Este viraje hacia la investigación científica aplicada al olivo responde a una demanda global cada vez más sofisticada, que exige el desarrollo de matrices productivas más eficientes y sustentables:
 

  • Sostenibilidad integral: El aprovechamiento de la materia prima se maximiza, abriendo la puerta al uso de subproductos del olivar para la extracción de principios activos.
  • Diversificación de mercados: La olivicultura deja de depender exclusivamente del sector alimentario para insertarse de forma competitiva en la industria cosmética y de la salud.

Escualeno: El eslabón entre el olivar y la cosmética
Uno de los mayores hitos de esta evolución técnica dentro de las instalaciones mendocinas es el foco en el escualeno. Este compuesto orgánico, presente de forma natural en el fruto, posee propiedades únicas para la revitalización celular y la neutralización de radicales libres. Su alta afinidad dermatológica lo convierte en un insumo crítico para la alta cosmética, permitiendo que el sector olivícola cotice sus derivados en mercados de nicho científico y farmacológico.

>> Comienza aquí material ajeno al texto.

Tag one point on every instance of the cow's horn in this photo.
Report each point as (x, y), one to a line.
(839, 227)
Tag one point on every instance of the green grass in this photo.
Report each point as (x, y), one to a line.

Con estas innovaciones, Mendoza complementa sus históricos logros en el sector —como la obtención de la primera Denominación de Origen Controlada (DOC) para aceites de oliva del continente— y se posiciona a la vanguardia de una olivicultura tecnológica, donde el conocimiento científico y el valor agregado en origen marcan el camino hacia el futuro de la actividad.